Что такое шизофазия? Это не только общеизвестное явление, которое носит название «речевая разорванность» — нарушение структуры речи, когда фразы строятся правильно, однако не несут никакой смысловой нагрузки, а содержание речи соответствует содержанию бреда. Такое расстройство речи отражает разорванность мышления пациентов: «Родился на улице Герцена, в гастрономе № 22. Известный экономист, по призванию своему — библиотекарь. В народе — колхозник. В магазине — продавец. В экономике, так сказать, необходим«.

Есть и другой вариант — в виде переусложненного, вязкого текста, в котором смысл ловить что лягушку в болоте: скорее сам утонешь, нежели уловишь авторскую (а точнее, аффтарскую) мыслишку. Верный признак того, что ее либо нет, либо она совершенно незначительна. Кто только не носил мне опусов с шизофазией!

Миновав авангардную конструктивистскую башню Кировского райсовета, серой одиннацати-этажной стрелой вонзившуюся в низко нависшие, подсвеченные снизу желтым снеговые тучи, проехав, хрипло гуднув , темное ущелье глубокой арки, сумрак которой не могла разогнать крохотная, убранная в обрешеченный плафон лампочка, черная машина наконец вкатилась в замкнутый краснокирпичный четырехугольник шестиэтажного ‘кировского’ дома. Существо под ником Холера-Хам, выползок с Форума махровых графоманов.

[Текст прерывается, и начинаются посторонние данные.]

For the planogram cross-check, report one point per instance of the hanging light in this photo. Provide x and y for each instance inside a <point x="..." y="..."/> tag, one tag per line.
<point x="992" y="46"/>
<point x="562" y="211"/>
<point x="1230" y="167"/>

После такого предложения опытному читателю (здесь не нужно быть ни критиком, ни редактором) видно: «податэль сэго» бездарен и безграмотен. Чтобы наворотить шесть (!) причастных и деепричастных оборотов в одной фразе, нужно быть безнадежным и бесперспективным графоманом. Такого легче убить, чем научить писать.

Следом за стилевым выкидышем, естественно, полезли и «абажюры», и Гепеу, берущее за жопу Эзопа, и воровство головы профессора Доуэля, и намеки на анальный-гомосексуальный-тюремный секс, и попытки быть «глубоким фантастом» с уклоном в историзм и сталинизм. Словом, пошлятина, серость и бездарность — свойства любого автора, пишущего, не зная родного языка. Но нас пока интересует исключительно структура фразы.

Еще один пример: как человек, не владеющий пунктуацией, строит фразы.

В общем ранение и пристреленный в ответ Максом абориген (скорее последнее — в отсутствии, за последние 50 лет серьезных столкновений, флот заплыл жирком и заразился избыточным либерализмом, так что подобные действия по своей самообороне, признал, хотя и соответствующими букве устава, но, излишне агрессивными, почему и было решено наградить избыточно инициативного капраза повышением, за спасение остальных членов группы высадки, но наказать почетной ссылкой на край вселенной) — привели его сюда. Женя Лысый, латентный пылкий любитель отставных командоров с седыми висками.

В заливе Клавы стоят на приколе не только дяденьки в возрасте, переживающие хронический кризис самоидентификации, но и йуные аффтары, дети фикбука и Самиздата. Этим важней красота персонажей, нежели пейзажей, да и трудовую биографию они через внешность выразят.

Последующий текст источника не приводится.